Kishi was given a big lead to work with after the Lions put up seven in the third, but worked hard to maintain his focus.

“I was a little relieved,” he said of the run support, “but tried to stay balanced and and focus on what I needed to do on the mound. The thing is, no matter how big of a lead you get, you don’t want to give up any runs.”

That may have been the difference between the two starters on Sunday. Takeda burst out of the gates, all smiles and bluster, and got off to a good start. He couldn’t maintain that pace and once things went south, he couldn’t stop his outing from falling apart.

Kishi on the other hand, kept his cool, relied on his experience, and paced himself from the beginning.

He wasn’t fazed when he got into trouble, even though he had reason to be.

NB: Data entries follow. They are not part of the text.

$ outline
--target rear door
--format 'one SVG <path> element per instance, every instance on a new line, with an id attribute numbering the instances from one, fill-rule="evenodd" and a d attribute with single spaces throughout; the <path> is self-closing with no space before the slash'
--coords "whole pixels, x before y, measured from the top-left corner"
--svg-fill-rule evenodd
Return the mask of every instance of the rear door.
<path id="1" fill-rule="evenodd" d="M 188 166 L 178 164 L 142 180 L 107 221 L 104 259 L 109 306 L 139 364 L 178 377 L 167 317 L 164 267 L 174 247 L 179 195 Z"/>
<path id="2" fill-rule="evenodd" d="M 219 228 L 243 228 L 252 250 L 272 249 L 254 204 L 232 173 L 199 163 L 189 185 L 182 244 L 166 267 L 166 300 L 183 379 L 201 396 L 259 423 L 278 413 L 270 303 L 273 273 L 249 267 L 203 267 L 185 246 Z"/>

Kishi had finished 1-3 with a 3.18 ERA in five starts against Softbank during the regular season, and was coming off a dismal September that saw him go 0-3 with a 3.21 ERA in five starts.

“Today’s not the last game we play, but I’m relieved I could give us a chance to win,” Kishi said afterward.

Once he’d pitched his way into trouble, there was no panic. Kishi simply made the pitches he needed to make and reaped the rewards when his offense gave him a big lead.

For all his talent, Takeda didn’t have what it took to overcome adversity in the biggest game of his young career. Kishi gave him a crash course on how to win in October, and because of that, the Lions will live on to roar another day.